B.

Native Extensions for Perl without Smoke and Mirrors

The standard mechanism by which one can hook native extensions into Perl, dubbed XS for "eXternal Subroutine", is often criticized for its arcane syntax and for obscuring how the interaction with the Perl VM works while still requiring some familiarity from the programmer user. This article aims to provide a bottom-up approach to understanding how native extensions interact with Perl while eschewing XS altogether, hopefully providing complementary learnings.

This is not to discourage anybody from learning XS to extend Perl. Quite the opposite, XS can be a fantastically useful tool that automatically generates most of the code we will analyze below. It also provides an important portability and compatibility layer: The code in this article is not guaranteed to work on a future version of Perl and likely won't work on all platforms that Perl supports. In short, please do use XS for your real-world problems.

Off we go. Note that all code snippets in this article can be found as a complete CPAN distribution on github. What we'll do first is come up with a C function that works the same as an XS-generated XSUB[1]. The function signature is:

void my_sum_xs_is_evil(pTHX_ CV *cv)

The strange pTHX_ token is a Perl API macro and stands for "parameter for threading context". It will either be compiled out altogether if your Perl does not support ithreads[2], or it will be expanded to PerlInterpreter *my_perl,. Note the underscore. Including it results in the trailing comma. The cv parameter is basically the Perl subroutine reference that represents our XSUB from the point of view of Perl.

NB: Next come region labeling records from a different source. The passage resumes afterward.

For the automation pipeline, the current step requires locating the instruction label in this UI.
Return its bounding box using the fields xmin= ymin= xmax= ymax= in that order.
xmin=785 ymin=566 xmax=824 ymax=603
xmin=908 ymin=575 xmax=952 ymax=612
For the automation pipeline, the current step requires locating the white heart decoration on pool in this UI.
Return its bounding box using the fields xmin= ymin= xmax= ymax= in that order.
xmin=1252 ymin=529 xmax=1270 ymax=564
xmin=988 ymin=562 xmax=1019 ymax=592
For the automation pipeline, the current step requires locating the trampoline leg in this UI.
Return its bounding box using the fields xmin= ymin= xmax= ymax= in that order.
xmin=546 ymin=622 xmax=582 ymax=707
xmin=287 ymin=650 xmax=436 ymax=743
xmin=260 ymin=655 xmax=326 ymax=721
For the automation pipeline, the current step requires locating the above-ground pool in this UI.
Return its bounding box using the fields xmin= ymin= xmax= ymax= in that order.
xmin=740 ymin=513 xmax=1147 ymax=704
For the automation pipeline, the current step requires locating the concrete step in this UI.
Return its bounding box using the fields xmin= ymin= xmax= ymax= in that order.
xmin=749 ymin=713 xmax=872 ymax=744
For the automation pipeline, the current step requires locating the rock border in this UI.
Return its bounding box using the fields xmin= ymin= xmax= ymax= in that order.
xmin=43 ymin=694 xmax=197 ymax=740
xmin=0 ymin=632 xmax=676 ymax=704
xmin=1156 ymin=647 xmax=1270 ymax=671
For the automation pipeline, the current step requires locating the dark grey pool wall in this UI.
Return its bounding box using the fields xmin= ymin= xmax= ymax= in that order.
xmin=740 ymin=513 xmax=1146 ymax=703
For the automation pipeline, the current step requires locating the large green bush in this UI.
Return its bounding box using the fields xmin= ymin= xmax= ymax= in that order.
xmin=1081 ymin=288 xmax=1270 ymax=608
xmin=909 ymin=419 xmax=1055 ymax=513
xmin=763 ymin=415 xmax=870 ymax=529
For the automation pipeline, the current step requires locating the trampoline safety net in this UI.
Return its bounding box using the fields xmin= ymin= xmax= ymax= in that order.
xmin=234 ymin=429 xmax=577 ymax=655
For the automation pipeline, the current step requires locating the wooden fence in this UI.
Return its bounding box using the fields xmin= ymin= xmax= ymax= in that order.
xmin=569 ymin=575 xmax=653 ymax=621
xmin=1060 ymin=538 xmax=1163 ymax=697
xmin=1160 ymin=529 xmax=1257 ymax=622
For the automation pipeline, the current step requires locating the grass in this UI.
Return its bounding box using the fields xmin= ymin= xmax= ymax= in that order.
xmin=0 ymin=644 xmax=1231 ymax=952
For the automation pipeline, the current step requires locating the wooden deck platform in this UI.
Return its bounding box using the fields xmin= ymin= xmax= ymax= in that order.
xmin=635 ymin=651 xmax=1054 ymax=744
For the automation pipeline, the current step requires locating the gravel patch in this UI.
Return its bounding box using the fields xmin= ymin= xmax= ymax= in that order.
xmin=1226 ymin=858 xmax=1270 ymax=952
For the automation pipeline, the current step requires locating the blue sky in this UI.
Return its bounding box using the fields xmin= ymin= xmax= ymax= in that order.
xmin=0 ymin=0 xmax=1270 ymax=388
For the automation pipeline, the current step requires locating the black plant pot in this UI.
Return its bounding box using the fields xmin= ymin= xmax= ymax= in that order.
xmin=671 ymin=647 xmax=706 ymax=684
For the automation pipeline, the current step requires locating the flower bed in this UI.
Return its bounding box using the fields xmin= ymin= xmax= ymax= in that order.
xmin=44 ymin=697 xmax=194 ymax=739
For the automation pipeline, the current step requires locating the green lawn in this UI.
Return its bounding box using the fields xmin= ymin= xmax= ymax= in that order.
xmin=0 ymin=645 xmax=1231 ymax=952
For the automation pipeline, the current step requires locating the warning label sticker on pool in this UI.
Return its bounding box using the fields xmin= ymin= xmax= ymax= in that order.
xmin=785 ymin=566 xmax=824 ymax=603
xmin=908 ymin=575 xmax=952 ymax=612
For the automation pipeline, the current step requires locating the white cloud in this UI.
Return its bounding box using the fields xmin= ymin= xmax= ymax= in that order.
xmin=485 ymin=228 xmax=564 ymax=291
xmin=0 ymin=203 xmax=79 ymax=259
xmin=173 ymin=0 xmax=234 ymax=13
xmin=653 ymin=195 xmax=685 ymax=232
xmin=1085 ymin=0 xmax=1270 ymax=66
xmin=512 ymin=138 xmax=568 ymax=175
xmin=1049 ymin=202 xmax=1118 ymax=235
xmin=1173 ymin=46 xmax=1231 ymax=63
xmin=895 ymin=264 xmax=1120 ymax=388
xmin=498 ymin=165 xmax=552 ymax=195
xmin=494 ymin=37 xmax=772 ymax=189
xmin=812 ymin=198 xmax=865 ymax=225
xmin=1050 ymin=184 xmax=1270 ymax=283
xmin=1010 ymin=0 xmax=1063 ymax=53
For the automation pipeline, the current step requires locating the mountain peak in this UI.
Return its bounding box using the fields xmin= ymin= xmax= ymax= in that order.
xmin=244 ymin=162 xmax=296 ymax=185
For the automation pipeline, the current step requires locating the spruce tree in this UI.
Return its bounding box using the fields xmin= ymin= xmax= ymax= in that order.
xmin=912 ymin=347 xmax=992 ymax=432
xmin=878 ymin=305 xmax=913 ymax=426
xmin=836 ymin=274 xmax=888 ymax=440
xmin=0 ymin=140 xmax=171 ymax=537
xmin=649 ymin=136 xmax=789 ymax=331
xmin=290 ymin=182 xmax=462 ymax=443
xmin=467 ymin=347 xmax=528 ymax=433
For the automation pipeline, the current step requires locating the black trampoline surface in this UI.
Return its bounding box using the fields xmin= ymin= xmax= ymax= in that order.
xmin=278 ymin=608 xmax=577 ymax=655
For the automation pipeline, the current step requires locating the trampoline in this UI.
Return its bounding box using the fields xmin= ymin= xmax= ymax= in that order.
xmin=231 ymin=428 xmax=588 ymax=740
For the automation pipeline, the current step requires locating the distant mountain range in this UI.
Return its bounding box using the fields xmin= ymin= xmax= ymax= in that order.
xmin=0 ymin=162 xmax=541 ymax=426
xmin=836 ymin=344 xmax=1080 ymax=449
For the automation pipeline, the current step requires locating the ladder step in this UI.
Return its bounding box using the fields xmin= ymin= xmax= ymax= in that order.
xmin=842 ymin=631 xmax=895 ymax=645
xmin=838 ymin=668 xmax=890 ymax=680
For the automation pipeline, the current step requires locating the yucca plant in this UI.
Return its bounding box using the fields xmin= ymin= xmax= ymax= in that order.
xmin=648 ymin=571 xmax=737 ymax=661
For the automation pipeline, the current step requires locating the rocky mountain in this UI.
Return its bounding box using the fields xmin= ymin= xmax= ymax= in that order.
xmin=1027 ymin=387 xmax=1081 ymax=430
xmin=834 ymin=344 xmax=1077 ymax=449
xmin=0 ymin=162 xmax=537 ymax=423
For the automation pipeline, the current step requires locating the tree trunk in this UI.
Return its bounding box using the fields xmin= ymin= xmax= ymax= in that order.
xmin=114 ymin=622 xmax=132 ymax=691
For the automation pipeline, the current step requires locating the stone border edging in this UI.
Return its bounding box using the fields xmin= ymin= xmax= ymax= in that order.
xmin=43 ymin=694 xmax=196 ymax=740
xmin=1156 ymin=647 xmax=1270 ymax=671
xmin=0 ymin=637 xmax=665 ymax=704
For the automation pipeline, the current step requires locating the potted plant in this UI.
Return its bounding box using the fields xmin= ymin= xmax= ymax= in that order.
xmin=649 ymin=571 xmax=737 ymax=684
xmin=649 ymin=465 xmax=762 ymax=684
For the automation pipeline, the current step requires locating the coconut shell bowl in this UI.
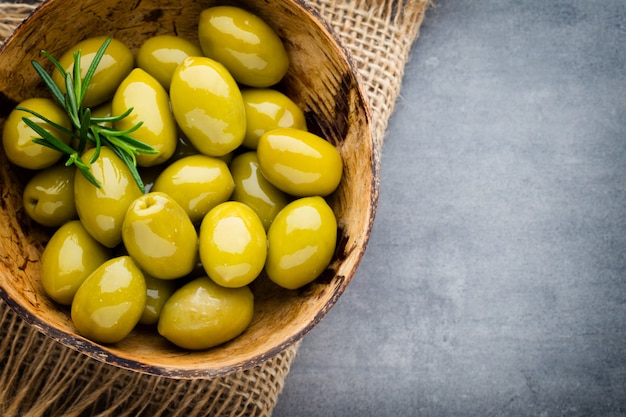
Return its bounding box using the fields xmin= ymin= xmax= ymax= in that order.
xmin=0 ymin=0 xmax=370 ymax=379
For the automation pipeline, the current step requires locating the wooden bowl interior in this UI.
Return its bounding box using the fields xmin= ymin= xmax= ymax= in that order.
xmin=0 ymin=0 xmax=370 ymax=378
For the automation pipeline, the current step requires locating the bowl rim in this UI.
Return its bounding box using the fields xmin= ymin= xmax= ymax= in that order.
xmin=0 ymin=0 xmax=380 ymax=379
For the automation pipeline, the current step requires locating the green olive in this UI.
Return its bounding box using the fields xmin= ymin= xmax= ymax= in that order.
xmin=170 ymin=57 xmax=246 ymax=156
xmin=152 ymin=155 xmax=235 ymax=223
xmin=122 ymin=192 xmax=198 ymax=279
xmin=71 ymin=256 xmax=147 ymax=343
xmin=265 ymin=196 xmax=337 ymax=290
xmin=2 ymin=98 xmax=72 ymax=169
xmin=241 ymin=88 xmax=307 ymax=149
xmin=257 ymin=128 xmax=343 ymax=197
xmin=41 ymin=220 xmax=110 ymax=305
xmin=230 ymin=151 xmax=289 ymax=230
xmin=22 ymin=164 xmax=77 ymax=227
xmin=139 ymin=272 xmax=177 ymax=325
xmin=198 ymin=6 xmax=289 ymax=87
xmin=111 ymin=68 xmax=178 ymax=166
xmin=157 ymin=277 xmax=254 ymax=350
xmin=91 ymin=100 xmax=113 ymax=128
xmin=74 ymin=147 xmax=142 ymax=248
xmin=137 ymin=35 xmax=203 ymax=90
xmin=200 ymin=201 xmax=267 ymax=288
xmin=52 ymin=36 xmax=135 ymax=107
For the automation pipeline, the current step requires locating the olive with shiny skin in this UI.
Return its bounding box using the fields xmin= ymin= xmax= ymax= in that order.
xmin=41 ymin=220 xmax=111 ymax=305
xmin=230 ymin=151 xmax=290 ymax=230
xmin=137 ymin=35 xmax=203 ymax=90
xmin=198 ymin=6 xmax=289 ymax=87
xmin=157 ymin=277 xmax=254 ymax=350
xmin=152 ymin=154 xmax=235 ymax=223
xmin=265 ymin=196 xmax=337 ymax=290
xmin=111 ymin=68 xmax=178 ymax=167
xmin=139 ymin=272 xmax=178 ymax=325
xmin=257 ymin=128 xmax=343 ymax=197
xmin=2 ymin=98 xmax=72 ymax=169
xmin=122 ymin=191 xmax=198 ymax=279
xmin=74 ymin=146 xmax=142 ymax=248
xmin=241 ymin=88 xmax=307 ymax=149
xmin=71 ymin=256 xmax=147 ymax=343
xmin=170 ymin=53 xmax=246 ymax=156
xmin=200 ymin=201 xmax=267 ymax=288
xmin=52 ymin=36 xmax=135 ymax=107
xmin=22 ymin=164 xmax=78 ymax=227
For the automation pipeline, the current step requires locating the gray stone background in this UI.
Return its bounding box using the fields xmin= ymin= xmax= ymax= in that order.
xmin=274 ymin=0 xmax=626 ymax=417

Before we dive into the actual function implementation, it pays off to briefly consider how Perl passes arguments to functions. Basically, it uses about 666 stacks flying in close formation. But we can get away with only considering two of them: The argument stack (also called the Perl stack) and the mark stack. The argument stack holds pointers to the actual function arguments, first to last. Below our data, it may also hold pointers to the arguments of our caller function, so we need the mark stack to tell us where our function's arguments begin: The mark stack holds integer offsets into the argument stack. When our function is invoked, Perl will remember the current position in the argument stack by pushing it as an integer onto the mark stack. Then it pushes the function arguments onto the argument stack, first to last. This means to get our data, we have to take the top element off the mark stack. From this offset into the argument stack all the way to the top of the argument stack, we can then access our parameters:

void my_sum_xs_is_evil(pTHX_ CV *cv) {
  /* Get the top "mark" offset from the stack of marks. */
  I32 ax = *PL_markstack_ptr--;
  /* PL_stack_base is the pointer to the bottom of the
   * argument stack. */
  SV **mark = PL_stack_base + ax;

  /* Local copy of the global Perl argument stack pointer.
   * This is the top of the stack, not the base! */
  SV **sp = PL_stack_sp;

  /* And finally, the number of parameters for this function. */
  I32 items = (I32)(sp - mark);

  int i;
  double sum = 0.;

Followed that? We now have a pointer to the first argument (in the mark variable) as well as the number of parameters. The additional declarations will be used for our actual function below. Now on to actually using the function parameters and calculating their sum. (Remember? That was the point of the entire exercise.)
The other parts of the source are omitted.